Jones’ collaborators included LA punk fixture Raymond Pettibon, Ghanaian painter Amoako Boafo, and Japanese artist Hajime Sorayama, whose silver Mylar “fembot” (and a $30,000 saddlebag) became the centerpiece of the FW19 show. The mix of major art stars and more niche names also carries over to Supreme, which has released product with Damien Hirst and Jeff Koons, as well as lowkey art and fashion collective Bernadette Corporation.
More recently, Rei Kawakubo’s COMME des GARÇONS Wallet sub-label released a collection with acclaimed painter Henry Taylor, featuring his iconic depictions of Black life in America, and it coincides with his first survey exhibition at Paris’ Picasso Museum. The brand’s founder, Rei Kawakubo, is already known for designing avant-garde clothing that’s essentially wearable art, but she’s also adept at spotlighting lesser-known artists; Wallet has previously released capsules with Diana Ejaita and Oscar Tuazon (and, sure, KAWS, too).
Some of my favorite fashion collections of the past five years have stood out because the designers not only found interesting artists to work with but also actively blended their creative vision for the clothing with the spirit of their artwork.
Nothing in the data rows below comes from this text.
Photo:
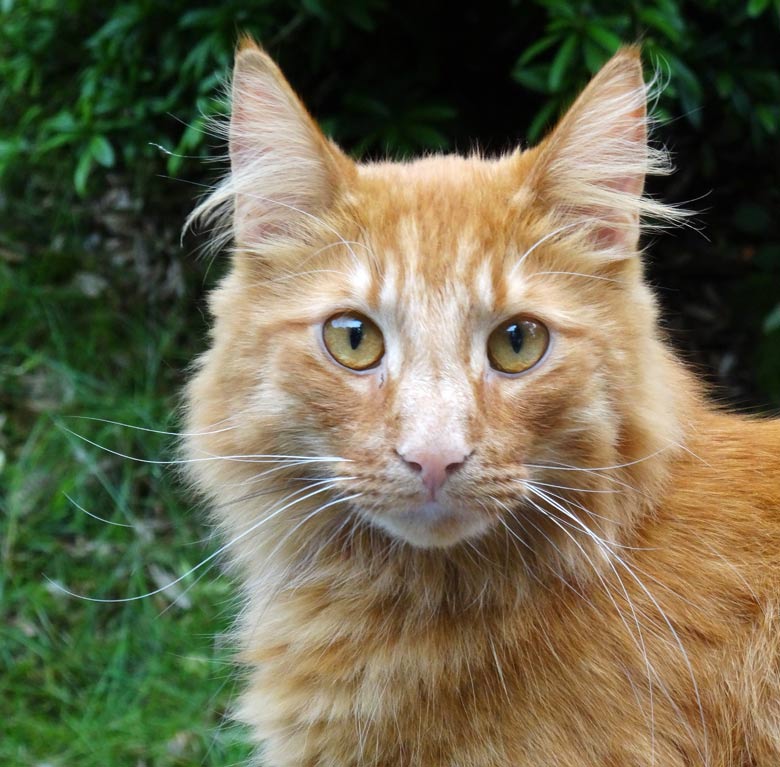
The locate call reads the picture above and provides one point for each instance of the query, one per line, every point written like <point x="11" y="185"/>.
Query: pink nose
<point x="434" y="466"/>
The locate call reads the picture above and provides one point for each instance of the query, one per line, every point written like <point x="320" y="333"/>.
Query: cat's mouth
<point x="433" y="524"/>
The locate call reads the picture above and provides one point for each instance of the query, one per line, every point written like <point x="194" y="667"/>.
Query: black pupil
<point x="355" y="334"/>
<point x="515" y="333"/>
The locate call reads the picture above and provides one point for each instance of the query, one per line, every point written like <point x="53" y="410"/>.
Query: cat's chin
<point x="432" y="525"/>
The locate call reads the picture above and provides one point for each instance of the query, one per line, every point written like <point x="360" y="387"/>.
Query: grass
<point x="144" y="683"/>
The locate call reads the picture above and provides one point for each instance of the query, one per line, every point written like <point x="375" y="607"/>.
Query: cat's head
<point x="453" y="341"/>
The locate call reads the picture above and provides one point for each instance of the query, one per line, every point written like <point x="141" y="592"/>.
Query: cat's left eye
<point x="517" y="345"/>
<point x="353" y="340"/>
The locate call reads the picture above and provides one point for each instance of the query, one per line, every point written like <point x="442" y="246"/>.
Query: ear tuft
<point x="591" y="169"/>
<point x="283" y="172"/>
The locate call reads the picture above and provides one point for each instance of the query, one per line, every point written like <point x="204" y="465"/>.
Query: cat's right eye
<point x="353" y="340"/>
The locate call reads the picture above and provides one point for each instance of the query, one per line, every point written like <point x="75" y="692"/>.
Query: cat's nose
<point x="434" y="466"/>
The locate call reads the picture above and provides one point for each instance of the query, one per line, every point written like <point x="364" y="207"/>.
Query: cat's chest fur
<point x="565" y="682"/>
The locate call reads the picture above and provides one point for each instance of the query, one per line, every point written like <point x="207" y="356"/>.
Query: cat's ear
<point x="590" y="171"/>
<point x="284" y="171"/>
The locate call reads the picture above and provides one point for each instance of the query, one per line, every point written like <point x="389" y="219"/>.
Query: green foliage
<point x="85" y="683"/>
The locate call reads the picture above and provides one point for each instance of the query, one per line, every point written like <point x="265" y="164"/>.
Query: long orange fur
<point x="624" y="611"/>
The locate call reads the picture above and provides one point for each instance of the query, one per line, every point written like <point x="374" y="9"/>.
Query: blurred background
<point x="103" y="152"/>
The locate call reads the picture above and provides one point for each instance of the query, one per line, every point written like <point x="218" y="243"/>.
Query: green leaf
<point x="594" y="56"/>
<point x="757" y="7"/>
<point x="608" y="40"/>
<point x="541" y="120"/>
<point x="561" y="63"/>
<point x="102" y="151"/>
<point x="532" y="51"/>
<point x="652" y="17"/>
<point x="81" y="175"/>
<point x="533" y="78"/>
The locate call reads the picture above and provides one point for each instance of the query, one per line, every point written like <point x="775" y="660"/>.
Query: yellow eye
<point x="353" y="340"/>
<point x="517" y="345"/>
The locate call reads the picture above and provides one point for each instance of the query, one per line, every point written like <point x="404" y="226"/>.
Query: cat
<point x="481" y="514"/>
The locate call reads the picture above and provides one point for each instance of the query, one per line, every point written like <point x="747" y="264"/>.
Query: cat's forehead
<point x="440" y="230"/>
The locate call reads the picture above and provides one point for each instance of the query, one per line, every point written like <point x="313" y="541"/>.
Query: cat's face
<point x="453" y="330"/>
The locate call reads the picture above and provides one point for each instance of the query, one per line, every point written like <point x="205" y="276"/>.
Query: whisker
<point x="250" y="458"/>
<point x="208" y="559"/>
<point x="95" y="516"/>
<point x="151" y="431"/>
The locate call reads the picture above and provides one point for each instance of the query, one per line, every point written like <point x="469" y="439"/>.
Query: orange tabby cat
<point x="482" y="515"/>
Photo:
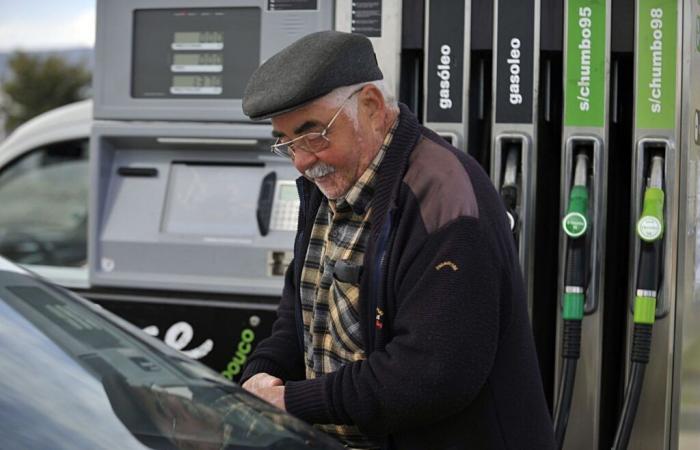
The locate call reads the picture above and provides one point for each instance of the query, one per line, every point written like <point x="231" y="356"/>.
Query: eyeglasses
<point x="313" y="142"/>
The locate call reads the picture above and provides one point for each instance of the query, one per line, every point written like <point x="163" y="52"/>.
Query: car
<point x="44" y="190"/>
<point x="75" y="376"/>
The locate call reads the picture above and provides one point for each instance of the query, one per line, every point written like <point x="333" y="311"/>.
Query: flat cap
<point x="308" y="69"/>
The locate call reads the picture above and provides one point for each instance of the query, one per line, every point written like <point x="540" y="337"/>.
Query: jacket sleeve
<point x="279" y="354"/>
<point x="443" y="343"/>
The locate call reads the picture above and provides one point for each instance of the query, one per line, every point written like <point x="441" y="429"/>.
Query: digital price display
<point x="196" y="85"/>
<point x="197" y="62"/>
<point x="194" y="53"/>
<point x="198" y="40"/>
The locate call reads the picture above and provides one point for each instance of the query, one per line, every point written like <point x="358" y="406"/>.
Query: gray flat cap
<point x="308" y="69"/>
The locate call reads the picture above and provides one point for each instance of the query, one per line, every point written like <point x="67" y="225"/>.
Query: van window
<point x="43" y="212"/>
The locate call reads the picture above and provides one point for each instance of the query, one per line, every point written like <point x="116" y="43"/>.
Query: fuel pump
<point x="514" y="121"/>
<point x="664" y="38"/>
<point x="650" y="231"/>
<point x="575" y="225"/>
<point x="510" y="190"/>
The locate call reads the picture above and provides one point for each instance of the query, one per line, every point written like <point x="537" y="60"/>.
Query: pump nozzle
<point x="575" y="222"/>
<point x="509" y="189"/>
<point x="575" y="225"/>
<point x="650" y="230"/>
<point x="650" y="226"/>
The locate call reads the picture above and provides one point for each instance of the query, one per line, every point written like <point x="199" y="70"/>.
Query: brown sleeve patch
<point x="441" y="184"/>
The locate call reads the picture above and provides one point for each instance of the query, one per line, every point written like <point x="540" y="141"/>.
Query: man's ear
<point x="373" y="103"/>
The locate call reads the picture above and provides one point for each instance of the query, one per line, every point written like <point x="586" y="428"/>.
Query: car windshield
<point x="164" y="399"/>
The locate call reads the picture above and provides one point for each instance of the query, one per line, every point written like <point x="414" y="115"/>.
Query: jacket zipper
<point x="299" y="264"/>
<point x="379" y="269"/>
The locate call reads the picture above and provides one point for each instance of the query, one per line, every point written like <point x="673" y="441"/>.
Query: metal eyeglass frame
<point x="312" y="142"/>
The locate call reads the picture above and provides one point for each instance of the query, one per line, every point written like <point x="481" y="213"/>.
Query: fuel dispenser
<point x="192" y="218"/>
<point x="582" y="238"/>
<point x="646" y="418"/>
<point x="446" y="69"/>
<point x="513" y="128"/>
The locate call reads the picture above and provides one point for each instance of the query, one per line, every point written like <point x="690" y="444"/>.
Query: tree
<point x="38" y="84"/>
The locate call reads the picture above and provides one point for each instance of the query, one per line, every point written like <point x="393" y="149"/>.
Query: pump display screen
<point x="194" y="53"/>
<point x="212" y="201"/>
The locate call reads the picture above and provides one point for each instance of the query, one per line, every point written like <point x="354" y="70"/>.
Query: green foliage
<point x="38" y="84"/>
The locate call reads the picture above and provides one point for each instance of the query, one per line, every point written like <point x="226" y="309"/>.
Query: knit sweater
<point x="450" y="355"/>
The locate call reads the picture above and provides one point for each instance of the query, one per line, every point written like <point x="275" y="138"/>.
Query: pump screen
<point x="194" y="53"/>
<point x="212" y="201"/>
<point x="288" y="193"/>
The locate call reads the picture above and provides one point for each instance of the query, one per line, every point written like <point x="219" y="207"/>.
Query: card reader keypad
<point x="285" y="212"/>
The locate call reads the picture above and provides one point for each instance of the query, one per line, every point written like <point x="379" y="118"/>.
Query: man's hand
<point x="268" y="388"/>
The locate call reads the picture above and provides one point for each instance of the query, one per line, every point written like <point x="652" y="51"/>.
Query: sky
<point x="46" y="24"/>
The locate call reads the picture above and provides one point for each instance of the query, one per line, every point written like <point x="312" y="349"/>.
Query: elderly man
<point x="403" y="321"/>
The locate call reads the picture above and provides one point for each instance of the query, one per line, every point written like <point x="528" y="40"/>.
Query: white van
<point x="44" y="194"/>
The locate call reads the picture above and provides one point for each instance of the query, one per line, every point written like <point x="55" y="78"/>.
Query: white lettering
<point x="513" y="62"/>
<point x="443" y="73"/>
<point x="584" y="79"/>
<point x="656" y="48"/>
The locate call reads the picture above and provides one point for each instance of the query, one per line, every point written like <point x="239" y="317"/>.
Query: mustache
<point x="319" y="170"/>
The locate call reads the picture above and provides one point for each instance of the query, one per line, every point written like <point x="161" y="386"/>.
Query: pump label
<point x="445" y="62"/>
<point x="585" y="64"/>
<point x="515" y="42"/>
<point x="656" y="63"/>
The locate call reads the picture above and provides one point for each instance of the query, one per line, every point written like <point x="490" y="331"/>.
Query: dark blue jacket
<point x="451" y="361"/>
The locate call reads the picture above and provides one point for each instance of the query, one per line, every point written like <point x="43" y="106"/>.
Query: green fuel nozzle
<point x="650" y="229"/>
<point x="575" y="222"/>
<point x="650" y="226"/>
<point x="575" y="225"/>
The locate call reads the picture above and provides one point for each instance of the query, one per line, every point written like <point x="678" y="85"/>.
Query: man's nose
<point x="304" y="160"/>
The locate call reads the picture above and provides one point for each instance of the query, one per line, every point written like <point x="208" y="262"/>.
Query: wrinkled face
<point x="352" y="144"/>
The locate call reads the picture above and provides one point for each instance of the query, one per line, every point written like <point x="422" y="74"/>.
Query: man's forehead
<point x="299" y="121"/>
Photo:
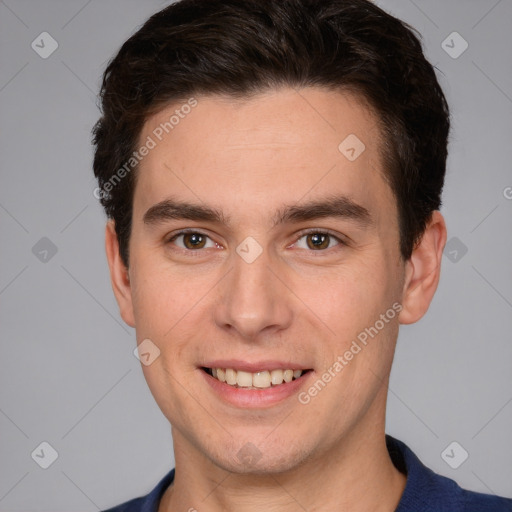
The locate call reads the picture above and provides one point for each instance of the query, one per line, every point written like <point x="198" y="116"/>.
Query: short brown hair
<point x="242" y="47"/>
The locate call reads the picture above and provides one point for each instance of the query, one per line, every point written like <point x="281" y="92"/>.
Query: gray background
<point x="68" y="374"/>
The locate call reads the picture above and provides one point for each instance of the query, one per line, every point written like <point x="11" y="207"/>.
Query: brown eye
<point x="194" y="240"/>
<point x="318" y="240"/>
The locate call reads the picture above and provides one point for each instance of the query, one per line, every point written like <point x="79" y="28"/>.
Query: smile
<point x="257" y="380"/>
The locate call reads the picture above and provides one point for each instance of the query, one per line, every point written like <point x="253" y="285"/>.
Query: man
<point x="272" y="173"/>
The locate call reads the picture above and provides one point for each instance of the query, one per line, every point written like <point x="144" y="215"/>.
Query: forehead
<point x="277" y="146"/>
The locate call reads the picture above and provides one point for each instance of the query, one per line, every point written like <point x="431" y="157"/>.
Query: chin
<point x="249" y="459"/>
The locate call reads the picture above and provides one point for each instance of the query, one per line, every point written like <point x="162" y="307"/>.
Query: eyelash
<point x="302" y="234"/>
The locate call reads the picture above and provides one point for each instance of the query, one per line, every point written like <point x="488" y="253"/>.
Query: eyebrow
<point x="340" y="207"/>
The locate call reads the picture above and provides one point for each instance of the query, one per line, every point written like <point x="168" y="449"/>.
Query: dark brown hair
<point x="242" y="47"/>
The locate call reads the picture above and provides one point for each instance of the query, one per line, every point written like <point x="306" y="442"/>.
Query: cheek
<point x="345" y="300"/>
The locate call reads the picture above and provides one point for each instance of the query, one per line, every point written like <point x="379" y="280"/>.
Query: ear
<point x="119" y="276"/>
<point x="422" y="271"/>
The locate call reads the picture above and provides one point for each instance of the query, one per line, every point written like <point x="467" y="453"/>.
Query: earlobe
<point x="423" y="270"/>
<point x="119" y="276"/>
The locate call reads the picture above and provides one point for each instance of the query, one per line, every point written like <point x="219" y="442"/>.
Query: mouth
<point x="255" y="380"/>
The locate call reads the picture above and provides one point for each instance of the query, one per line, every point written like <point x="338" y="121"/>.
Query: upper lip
<point x="253" y="367"/>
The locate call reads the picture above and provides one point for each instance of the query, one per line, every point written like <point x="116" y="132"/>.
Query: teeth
<point x="258" y="380"/>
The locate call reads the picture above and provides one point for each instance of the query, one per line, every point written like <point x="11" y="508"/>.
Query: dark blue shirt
<point x="425" y="491"/>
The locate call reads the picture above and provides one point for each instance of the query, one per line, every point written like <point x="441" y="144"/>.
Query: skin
<point x="249" y="159"/>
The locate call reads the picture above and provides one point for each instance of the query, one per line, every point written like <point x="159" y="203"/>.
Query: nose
<point x="254" y="302"/>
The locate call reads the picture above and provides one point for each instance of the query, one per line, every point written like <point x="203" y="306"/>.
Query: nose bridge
<point x="253" y="299"/>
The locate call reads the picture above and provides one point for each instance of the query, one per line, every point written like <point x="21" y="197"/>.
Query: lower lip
<point x="244" y="397"/>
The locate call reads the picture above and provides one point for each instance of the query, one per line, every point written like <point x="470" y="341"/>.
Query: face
<point x="261" y="245"/>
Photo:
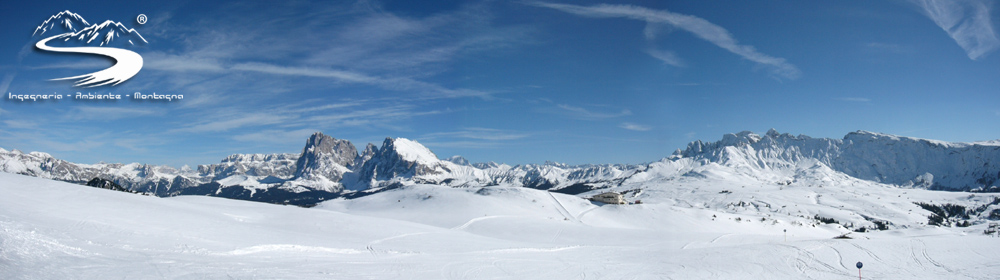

Jonathan Anderson has been at the forefront of interweaving art into fashion; his run at LOEWE was elevated by collections that tied in the weavings of Anni Albers and the ceramics of Takuro Kuwata, but also by a particularly enduring spotlight on queer artists like Richard Hawkins and Joe Brainard — not to mention his fantastic David Wojnarowicz-inspired collection for his own namesake label.
Each of his collaborations has felt fresh in a way another Haring-slathered runway show just won’t, because there was a sense of discovery. I remember the sense of wonder I felt at seeing Raf Simons’ FW14 collection with Sterling Ruby when I was only just beginning to become aware of fashion and art. And there’s a freshness to be found more recently with shows like Dior FW21, which saw Kim Jones partner with surrealist painter Peter Doig to translate his buoyant color palette into the clothes, or Lemaire SS23, which featured prints by Noviadi Angkasapura and included a temporary exhibition of works by the Indonesian artist in its Paris flagship.
When Anderson teased his first Dior collection with Warhol polaroids of Basquiat and Lee Radziwill, I squirmed, but when his runway recreated the parquet-lined floor of Berlin’s Gemäldegalerie museum and was hung with two understated paintings by the 18th-century artist Jean Baptiste Siméon Chardin, I cheered the art-history twist (though I would’ve loved to see Chardin’s romantic still-lifes integrated into a dress shirt).
There are plenty of artists, both very much alive and long-dead, who have been overshadowed by titans like Haring and KAWS, yet have their own deep archives of works that would look great on a pair of pants or some knitwear. It’s well past time for the fashion industry to step out of its comfort zone, set aside the recycled reprints, and give some fresh talent the chance to make their mark.